When I landed, it was five a.m. there; after pick up the luggage, I got on the airport shuttle train to the speedy train station; on the way there stopped by 7-11 to get a rice ball and a cup of coffee. I was lucky and hopped on the 7:15 train to my hometown and it has had been over 24 hours since I closed my eyes for rest.

Mama is doing much better, her leg where the infection caused has a large dark marking on the skin. We sat down to chat on the first afternoon I arrived, along with papa.  My parents always are happy that I am home to be with them even though for a short time visit.  I know I have been giving these unconditional loves from them ever since and it is my time to return these to them.

I've gone to the open market to get fresh grocery for our hot pot dinner on the first Saturday I arrived. My brother's little family came, so we all can see each other and chat. We ate for the longest hot pot dinner time! We literally devoured a whole cabbage and more food! It was always fun to see them and just listen to nieces talking about schools, that reminded me how my S does at home!  I have had few breakfast dates ( It is always been special time) with papa and coffee time with mama. Fifi and I took our nieces out for breakfast date, so we get to hear the girls talk more.

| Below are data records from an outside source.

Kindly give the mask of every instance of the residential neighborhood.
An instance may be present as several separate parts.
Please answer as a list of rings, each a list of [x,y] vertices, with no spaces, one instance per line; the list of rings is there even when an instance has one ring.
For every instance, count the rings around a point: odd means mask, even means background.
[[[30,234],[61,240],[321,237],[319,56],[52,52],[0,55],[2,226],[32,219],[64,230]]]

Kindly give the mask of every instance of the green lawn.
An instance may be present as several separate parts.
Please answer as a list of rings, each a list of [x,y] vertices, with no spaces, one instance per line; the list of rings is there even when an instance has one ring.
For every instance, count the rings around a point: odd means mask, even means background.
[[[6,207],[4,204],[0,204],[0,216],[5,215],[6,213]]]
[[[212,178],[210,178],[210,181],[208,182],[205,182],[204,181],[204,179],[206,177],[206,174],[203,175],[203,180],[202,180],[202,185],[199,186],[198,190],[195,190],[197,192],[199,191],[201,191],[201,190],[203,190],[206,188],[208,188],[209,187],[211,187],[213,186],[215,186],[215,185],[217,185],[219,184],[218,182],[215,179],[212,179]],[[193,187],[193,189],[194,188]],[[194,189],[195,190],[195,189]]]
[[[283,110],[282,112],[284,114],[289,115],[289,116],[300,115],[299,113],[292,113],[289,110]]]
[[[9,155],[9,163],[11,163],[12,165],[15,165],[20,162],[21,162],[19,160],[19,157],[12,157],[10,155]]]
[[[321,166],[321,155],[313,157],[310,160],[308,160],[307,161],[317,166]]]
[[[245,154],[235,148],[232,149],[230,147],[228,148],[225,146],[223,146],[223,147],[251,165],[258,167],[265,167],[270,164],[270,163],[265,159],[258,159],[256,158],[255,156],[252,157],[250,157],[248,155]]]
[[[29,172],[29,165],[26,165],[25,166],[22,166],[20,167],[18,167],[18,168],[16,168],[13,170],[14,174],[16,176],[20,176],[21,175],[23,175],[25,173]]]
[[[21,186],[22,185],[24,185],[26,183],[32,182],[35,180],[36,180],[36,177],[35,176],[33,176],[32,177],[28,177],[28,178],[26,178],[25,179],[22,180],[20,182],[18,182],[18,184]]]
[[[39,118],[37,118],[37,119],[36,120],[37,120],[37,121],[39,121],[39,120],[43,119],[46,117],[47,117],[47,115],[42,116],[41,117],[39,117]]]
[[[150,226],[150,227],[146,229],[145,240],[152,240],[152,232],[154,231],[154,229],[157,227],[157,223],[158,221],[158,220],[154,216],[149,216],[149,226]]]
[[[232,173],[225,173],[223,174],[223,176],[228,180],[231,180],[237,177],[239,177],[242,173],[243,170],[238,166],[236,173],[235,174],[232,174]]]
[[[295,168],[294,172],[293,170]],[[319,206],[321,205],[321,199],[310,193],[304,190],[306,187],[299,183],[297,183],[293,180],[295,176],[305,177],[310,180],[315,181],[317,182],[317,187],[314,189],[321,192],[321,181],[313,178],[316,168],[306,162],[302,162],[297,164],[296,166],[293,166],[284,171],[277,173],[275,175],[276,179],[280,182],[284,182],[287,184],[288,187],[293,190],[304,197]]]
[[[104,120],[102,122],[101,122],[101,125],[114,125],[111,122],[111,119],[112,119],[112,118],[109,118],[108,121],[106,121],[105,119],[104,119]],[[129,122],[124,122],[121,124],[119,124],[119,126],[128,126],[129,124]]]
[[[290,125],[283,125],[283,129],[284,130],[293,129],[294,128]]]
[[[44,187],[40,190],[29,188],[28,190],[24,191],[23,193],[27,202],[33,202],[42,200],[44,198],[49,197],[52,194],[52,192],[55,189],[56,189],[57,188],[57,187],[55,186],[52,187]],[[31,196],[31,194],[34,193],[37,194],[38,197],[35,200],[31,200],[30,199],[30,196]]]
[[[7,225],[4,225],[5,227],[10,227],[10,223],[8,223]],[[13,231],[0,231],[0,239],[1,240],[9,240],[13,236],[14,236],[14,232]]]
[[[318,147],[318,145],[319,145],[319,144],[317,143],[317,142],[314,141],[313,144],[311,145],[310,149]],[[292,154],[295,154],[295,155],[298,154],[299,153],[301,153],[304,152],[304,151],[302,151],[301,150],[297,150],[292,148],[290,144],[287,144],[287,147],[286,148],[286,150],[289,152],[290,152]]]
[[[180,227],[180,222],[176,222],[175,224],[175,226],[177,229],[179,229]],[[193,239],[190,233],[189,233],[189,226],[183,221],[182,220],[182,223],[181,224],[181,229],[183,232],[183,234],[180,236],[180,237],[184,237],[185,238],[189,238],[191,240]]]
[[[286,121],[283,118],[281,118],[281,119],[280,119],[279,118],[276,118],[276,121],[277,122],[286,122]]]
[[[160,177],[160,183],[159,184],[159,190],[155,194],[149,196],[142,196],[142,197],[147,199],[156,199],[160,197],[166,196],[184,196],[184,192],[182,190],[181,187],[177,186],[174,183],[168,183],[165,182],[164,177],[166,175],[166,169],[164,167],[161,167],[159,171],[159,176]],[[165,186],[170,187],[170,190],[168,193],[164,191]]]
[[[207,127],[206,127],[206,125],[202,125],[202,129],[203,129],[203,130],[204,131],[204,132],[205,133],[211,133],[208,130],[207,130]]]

The one week visit went so quick, I really didn't have much time to do much nor sleep.  My brother took me to the train station on the second Saturday;  I headed to another city to visit my bestie from college, it has been another few years we seen each other. She is still the same her; funny and kept me laughing so hard. We were trying to staying up the night to chat, but seriously; we are both just too old to do so! The following day, I headed to Taipei to visit Erin my childhood friend; we've always trying to see each other when I am there or she came to NYC.  She was diagnosed with rare cancer when she was in her early 30's and she is staying strong ever since. 

Oh, the trip was packed with visits and chats and families! I am feeling settled with mama and papa's health; they are taking care of each other. It feels like yesterday they were still young with all the strengths and energies, and now they are carrying sliver hairs and wrinkles faces. They walk much slower and take their time for everything in no rush! I miss being with them and began to consider a future moving back home to be with them when the right time comes.

Every time, when I travelled away, I see my S grew a bit older! My little family picked me up at the airport and it was a Sunday late night. Everyone was starving! We headed to a late night restaurant before headed back to the apartment. Then we unboxed all the gifts from the families; it felt Christmas came early for us! I went back to work the Tuesday after I returned.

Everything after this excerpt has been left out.